Dziś rano poprowadziłam mój pierwszy „poważny” (czyli dłuższy i przygotowany) live na Facebooku. Gdy włączyłam kamerę, to mimo że wiedziałam, co chcę powiedzieć… odebrało mi mowę. Live możecie zobaczyć w mojej grupie na Fejsie – „Woolfriends – szydełkowanie zabawek” (klik). Warto tam dołączyć i obejrzenie zatkanej Moniki to nie jest najważniejszy z powodów!
Teraz również słowa nie chcą się układać tak, jak powinny. Powiem więc prosto i jasno: Mam dla Was rewelacyjne wyzwanie!

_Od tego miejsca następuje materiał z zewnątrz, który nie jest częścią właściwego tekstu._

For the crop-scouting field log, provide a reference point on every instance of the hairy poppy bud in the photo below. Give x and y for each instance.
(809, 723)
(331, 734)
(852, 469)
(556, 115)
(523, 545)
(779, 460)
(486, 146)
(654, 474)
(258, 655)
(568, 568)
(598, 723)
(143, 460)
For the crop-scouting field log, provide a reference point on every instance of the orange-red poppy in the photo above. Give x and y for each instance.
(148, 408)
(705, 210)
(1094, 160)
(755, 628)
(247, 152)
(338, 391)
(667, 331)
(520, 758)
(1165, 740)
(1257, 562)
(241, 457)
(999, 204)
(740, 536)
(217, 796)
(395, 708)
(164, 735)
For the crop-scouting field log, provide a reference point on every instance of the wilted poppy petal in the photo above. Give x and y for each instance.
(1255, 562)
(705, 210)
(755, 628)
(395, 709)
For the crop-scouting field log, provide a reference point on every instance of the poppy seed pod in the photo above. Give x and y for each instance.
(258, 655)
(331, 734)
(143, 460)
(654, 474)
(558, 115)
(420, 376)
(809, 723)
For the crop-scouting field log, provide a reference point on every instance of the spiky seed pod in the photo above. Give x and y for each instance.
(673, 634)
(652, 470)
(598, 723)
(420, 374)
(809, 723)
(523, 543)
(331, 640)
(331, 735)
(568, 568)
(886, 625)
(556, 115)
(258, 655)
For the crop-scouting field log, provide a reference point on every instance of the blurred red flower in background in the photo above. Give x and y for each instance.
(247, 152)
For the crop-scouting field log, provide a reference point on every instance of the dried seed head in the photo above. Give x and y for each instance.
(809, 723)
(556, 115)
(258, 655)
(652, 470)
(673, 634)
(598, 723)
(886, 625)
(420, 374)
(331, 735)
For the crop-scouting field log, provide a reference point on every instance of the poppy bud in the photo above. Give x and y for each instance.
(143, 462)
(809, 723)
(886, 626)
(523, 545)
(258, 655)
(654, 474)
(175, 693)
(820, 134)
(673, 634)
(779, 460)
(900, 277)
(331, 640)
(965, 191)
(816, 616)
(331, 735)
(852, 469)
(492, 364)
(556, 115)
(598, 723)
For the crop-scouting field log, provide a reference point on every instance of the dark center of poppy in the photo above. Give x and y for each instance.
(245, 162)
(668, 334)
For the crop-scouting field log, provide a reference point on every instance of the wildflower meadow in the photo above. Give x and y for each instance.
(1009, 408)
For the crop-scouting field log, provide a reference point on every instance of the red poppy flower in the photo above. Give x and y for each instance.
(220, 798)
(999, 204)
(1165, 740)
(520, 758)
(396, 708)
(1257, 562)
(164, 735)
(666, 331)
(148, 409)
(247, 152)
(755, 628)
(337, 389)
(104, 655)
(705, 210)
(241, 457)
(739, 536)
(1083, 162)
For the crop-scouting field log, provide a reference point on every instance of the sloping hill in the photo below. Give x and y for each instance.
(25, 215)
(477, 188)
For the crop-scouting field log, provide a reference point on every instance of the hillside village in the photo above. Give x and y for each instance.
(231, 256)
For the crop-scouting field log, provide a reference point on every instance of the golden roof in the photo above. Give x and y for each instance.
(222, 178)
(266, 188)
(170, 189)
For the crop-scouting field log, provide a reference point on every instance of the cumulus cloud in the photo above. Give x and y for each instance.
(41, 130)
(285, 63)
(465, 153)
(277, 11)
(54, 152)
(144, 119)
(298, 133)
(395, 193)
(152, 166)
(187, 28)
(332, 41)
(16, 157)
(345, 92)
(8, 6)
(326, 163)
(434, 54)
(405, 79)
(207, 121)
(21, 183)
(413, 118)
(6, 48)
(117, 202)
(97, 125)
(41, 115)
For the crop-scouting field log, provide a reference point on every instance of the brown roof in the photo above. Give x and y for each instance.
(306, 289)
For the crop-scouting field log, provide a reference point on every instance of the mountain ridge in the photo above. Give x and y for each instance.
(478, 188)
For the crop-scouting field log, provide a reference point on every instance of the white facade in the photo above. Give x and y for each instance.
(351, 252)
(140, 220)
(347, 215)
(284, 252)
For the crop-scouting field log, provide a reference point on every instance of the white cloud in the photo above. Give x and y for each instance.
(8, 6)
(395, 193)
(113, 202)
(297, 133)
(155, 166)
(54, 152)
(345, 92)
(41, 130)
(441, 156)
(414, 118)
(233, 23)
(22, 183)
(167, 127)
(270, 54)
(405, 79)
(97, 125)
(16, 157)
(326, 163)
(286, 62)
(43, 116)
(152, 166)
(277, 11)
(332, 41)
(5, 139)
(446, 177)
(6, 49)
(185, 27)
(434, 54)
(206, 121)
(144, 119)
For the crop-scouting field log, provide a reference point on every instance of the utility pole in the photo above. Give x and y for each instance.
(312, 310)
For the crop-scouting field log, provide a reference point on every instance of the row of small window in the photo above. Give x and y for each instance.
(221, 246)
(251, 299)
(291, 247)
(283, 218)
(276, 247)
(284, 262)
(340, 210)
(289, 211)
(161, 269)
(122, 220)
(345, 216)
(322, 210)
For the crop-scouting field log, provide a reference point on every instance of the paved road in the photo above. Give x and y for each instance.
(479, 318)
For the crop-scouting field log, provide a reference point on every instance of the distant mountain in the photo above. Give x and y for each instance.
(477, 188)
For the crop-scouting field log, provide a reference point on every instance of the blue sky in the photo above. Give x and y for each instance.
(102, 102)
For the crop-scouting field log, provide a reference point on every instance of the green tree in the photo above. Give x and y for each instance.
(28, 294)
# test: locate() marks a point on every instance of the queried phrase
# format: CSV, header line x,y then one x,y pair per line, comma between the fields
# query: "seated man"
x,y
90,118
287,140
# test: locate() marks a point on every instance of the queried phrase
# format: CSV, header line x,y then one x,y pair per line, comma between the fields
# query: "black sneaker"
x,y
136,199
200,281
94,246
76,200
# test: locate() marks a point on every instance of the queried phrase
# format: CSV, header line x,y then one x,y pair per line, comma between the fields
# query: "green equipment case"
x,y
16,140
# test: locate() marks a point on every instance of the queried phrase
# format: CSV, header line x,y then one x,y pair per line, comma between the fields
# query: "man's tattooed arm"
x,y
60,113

Robimy lalki na cel charytatywny!
Ruszamy z nowym wyzwaniem – Zrób lalkę dla hospicjum. My, to znaczy ja i Karoliną z Bejbi Misia Crochet. Dołączyło do nas już ponad 100 dziewczyn! Co najważniejsze – lalki przekażemy na stoisko charytatywne, z którego dochód zostanie przeznaczony na poznańskie hospicjum.
Całość odbywa się na wspomnianej grupie. Tam publikuję materiały i tam będą się odbywać nasze transmisje na żywo.
Przez miesiąc będziemy się wspierać w szydełkowaniu lalek, a kiedy zrobimy ciałko, bluzkę i spódniczkę, poświęcimy sporo czasu na różne opcje wykończenia. Bezpieczne oczka, proste wyszywane kreseczki, a najbardziej kuszą mnie wielkie, wyszywane oczy w kilku kolorach… mamy dużo pomysłów! Poza tym regularnie będę tam dodawać różne informacje dotyczące szydełkowania. Jeśli to brzmi ciekawie – wskakujcie:
Wchodzę do grupy na Facebooku
Lalka, którą będziemy robić – jest Wam na pewno znajoma. To wzór z bloga, z filmikami na YouTubie. W grupie jest umieszczony plik PDF ze wzorem, a poszczególne moduły odnoszą do filmów. Jeśli jeszcze nie robiłaś lalek, a chciałaś spróbować – nie wiem, czy może być lepszy moment – nie dość, że można się dużo nauczyć i wspólnie powspierać – to jeszcze zupełnie przy okazji dobry cel! No ja jestem cała na TAK :). Zresztą, nie tylko ja. Niektóre przodowniczki pracy już mają głowę i tułów gotowe (a wzór pojawił się dzisiaj po 12)! W grupie jest świetna atmosfera pomocy i zero stresu.
To mam nadzieję, że do zobaczenia!
Ps. Śmieszna sprawa, ale ta akcja kiełkowała w nas już pewnie z dwa tygodnie, ale tego dnia, kiedy ją w końcu zapowiedziałam… u Klary pojawiły się pierwsze objawy ospy! Mam więc pomocnicę, co możecie sobie podejrzeć na dzisiejszej transmisji w grupie.
To tyle na dzisiaj, ściskam Was mocno!
Mam nadzieję, że do zobaczenia na wspólnym szydełkowaniu!